The agreement commits each of the city’s elected and top administrative and legal functionaries to a course of action and accommodation, with assigned roles for each upon which the others are not to intrude. The two-page document in part states, “The role of the council is legislative in character, which includes the power to set policy, approve contracts and agreements and undertake other obligations consistent with the charter and code, while deferring to the discretion of management and staff to choose the appropriate means to achieve the council’s goals. The council will make the necessary decisions to expeditiously exit bankruptcy, as well as develop and implement a strategic and tactical plan that ensures the city of San Bernardino’s success in the foreseeable future. The council will proved the resources to pursue the city’s best interests in bankruptcy court along with a robust communication plan to inform the citizenry of what is at stake. The council, as the elected body serving all of the residents of the city, shall perform its duties and exercise its powers in a manner that serves the best interests of the entire city, rather than any particular geographic area or special interest.”
Furthermore, according to the agreement, “The mayor will build consensus with the council to create and implement a shared vision and plan of implementation to restore the city’s fiscal integrity. The mayor will establish and maintain partnerships and regional leadership roles to advance the city’s interest. The mayor will, consistent with the separation of powers contemplated by a reasonable reading of the city charter, not interfere with the discretion of the city manager in the exercise of his powers and the performance of his duties under the city charter. The mayor and council will jointly develop clear expectations of the city manager and hold him/her accountable by conducting performance evaluations at least every six months.”
The agreement stipulates that “Neither the mayor nor the council will interfere with the judgment and discretion of management staff with respect to the duties that are typically managerial in nature, such as the appointment, removal, and supervision of subordinate staff. Neither the mayor nor the council will direct departmental staff. The city manager will be the sole authority for managing city operations and directing city staff in those departments under his supervision.

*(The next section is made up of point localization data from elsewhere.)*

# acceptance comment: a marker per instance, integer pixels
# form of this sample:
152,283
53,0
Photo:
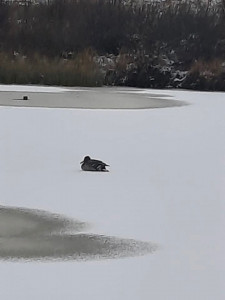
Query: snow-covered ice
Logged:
165,185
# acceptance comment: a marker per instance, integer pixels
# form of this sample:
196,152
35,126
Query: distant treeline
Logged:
193,30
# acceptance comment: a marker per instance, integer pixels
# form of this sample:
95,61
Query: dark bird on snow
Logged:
89,164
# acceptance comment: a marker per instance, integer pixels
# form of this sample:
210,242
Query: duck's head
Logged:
86,159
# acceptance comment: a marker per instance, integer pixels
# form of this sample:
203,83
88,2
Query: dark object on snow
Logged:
89,164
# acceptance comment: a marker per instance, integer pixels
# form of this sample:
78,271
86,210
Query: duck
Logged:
89,164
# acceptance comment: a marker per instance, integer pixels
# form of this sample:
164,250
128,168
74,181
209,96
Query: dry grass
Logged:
79,71
209,69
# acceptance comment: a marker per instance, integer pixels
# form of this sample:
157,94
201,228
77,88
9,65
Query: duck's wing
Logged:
98,164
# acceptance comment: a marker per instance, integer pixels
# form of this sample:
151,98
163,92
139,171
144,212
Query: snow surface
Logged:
165,185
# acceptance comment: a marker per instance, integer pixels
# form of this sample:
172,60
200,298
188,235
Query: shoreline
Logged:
85,98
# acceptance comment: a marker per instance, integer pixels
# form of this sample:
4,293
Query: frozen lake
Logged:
151,228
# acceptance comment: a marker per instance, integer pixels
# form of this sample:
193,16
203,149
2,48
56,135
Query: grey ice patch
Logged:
27,234
91,98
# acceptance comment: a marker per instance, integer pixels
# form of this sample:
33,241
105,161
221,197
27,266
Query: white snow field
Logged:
166,186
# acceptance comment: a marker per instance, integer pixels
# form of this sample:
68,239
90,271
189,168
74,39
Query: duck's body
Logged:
89,164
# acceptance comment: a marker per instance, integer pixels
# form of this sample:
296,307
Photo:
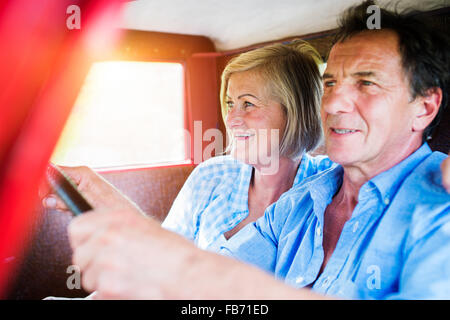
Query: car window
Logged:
126,114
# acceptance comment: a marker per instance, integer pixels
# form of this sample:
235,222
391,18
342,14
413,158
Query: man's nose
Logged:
339,99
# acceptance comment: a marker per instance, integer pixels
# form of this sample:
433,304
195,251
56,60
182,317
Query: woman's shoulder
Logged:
220,167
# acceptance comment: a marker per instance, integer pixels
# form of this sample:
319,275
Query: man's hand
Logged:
123,255
97,191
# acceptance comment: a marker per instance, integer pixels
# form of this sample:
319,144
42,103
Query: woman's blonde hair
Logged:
292,74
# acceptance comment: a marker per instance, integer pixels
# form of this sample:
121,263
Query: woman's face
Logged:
255,121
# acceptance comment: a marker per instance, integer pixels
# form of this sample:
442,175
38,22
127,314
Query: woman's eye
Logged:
248,104
329,83
367,83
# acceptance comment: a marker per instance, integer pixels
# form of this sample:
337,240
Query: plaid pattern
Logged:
214,198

The city manager will make business and policy recommendations based solely his or her independent professional judgment and best practices in the best interests of the city, rather than political considerations, and to this end shall strictly guard against interference with the performance of his duties. The city manager will have both the authority and accountability to produce a confirmable plan of adjustment for council approval by May 30, 2015. The city manager will be responsible for implementing the plan of adjustment to ensure the city exits bankruptcy as soon as possible. The city manager will be accountable for the implementation of council goals and policy and the overall performance of the city. The city manager will be responsible for ensuring that the council and mayor are fully informed on all aspects of important emerging issues.”

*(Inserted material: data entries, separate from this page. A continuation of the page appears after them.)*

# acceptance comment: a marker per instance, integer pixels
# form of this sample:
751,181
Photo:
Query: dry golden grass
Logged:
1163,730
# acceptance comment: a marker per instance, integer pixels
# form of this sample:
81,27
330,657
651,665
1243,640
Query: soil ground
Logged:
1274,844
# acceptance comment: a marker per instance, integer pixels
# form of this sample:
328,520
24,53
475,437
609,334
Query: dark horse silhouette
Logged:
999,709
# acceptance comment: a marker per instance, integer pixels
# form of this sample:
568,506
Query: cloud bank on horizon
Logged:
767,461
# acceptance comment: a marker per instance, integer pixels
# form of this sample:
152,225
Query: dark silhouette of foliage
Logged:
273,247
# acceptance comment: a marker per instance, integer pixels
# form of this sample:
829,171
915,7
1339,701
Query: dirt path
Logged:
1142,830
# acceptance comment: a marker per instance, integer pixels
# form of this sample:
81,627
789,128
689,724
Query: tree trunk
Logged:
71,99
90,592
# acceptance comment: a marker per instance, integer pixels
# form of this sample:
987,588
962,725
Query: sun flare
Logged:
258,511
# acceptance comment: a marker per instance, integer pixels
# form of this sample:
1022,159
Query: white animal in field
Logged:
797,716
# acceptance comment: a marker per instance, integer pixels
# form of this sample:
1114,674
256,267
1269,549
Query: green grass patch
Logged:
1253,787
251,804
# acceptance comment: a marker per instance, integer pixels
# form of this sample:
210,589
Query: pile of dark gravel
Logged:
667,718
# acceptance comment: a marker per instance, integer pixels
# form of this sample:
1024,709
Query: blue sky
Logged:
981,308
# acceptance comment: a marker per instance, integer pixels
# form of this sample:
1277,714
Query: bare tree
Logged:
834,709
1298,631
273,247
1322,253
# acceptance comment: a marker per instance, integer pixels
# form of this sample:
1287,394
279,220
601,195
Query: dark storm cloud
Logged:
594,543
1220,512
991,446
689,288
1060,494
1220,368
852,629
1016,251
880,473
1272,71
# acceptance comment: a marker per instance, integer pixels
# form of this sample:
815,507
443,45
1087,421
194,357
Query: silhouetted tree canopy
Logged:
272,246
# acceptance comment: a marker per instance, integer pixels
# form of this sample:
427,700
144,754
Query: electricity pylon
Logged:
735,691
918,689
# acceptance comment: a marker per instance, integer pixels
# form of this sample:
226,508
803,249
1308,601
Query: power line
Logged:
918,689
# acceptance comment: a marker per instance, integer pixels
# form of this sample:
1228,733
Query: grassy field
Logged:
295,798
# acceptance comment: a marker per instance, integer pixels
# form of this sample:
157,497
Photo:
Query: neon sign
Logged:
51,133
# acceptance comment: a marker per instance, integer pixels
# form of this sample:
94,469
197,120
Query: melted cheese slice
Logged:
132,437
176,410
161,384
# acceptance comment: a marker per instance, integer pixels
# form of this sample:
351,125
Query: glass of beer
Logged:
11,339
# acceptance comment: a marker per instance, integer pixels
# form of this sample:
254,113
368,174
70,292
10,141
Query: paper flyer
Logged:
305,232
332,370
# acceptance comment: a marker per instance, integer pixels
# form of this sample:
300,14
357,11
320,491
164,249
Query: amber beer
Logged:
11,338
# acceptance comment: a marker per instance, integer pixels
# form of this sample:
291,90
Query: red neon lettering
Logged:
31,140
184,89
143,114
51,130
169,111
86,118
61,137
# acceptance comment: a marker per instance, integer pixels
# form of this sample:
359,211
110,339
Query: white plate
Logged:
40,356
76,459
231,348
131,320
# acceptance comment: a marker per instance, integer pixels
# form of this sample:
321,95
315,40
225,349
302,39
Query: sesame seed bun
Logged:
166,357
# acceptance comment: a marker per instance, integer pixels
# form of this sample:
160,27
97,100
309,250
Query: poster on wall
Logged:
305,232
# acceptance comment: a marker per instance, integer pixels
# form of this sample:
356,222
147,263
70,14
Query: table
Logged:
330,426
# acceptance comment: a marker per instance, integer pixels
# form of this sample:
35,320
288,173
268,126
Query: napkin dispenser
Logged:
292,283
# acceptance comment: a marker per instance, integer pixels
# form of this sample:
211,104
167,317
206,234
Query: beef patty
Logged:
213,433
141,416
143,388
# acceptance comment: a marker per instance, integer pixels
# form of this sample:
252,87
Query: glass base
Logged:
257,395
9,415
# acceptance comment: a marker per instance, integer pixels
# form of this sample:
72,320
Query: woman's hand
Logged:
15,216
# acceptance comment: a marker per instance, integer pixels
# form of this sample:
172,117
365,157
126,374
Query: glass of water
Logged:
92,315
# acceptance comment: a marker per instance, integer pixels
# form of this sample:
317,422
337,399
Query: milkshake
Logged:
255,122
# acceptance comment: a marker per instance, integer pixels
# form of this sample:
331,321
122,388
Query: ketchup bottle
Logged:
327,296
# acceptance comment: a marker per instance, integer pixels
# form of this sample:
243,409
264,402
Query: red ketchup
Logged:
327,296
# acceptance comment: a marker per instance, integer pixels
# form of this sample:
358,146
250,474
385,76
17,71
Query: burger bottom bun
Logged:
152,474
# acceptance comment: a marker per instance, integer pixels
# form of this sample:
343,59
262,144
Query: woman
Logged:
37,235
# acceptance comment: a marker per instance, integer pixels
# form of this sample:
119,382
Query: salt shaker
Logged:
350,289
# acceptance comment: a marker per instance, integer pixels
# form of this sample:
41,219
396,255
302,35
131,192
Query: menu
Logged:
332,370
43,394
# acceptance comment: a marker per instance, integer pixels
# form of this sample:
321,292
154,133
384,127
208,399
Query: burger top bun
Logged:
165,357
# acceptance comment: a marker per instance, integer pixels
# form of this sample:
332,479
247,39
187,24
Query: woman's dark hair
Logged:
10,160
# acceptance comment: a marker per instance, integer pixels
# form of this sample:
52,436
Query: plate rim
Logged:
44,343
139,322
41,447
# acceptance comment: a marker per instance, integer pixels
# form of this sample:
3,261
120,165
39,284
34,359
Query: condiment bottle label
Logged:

The agreement also spells out that “The city attorney will focus his attention and resources on the performance of his duty as chief legal officer to provide legal advice to the mayor, council and city manager, and the management of his office, and shall leave the formulation of policy and managerial matters exclusively to those officials charged by the city charter with those duties.”
Valdivia said the council was violating the law and the charter in adopting the agreement.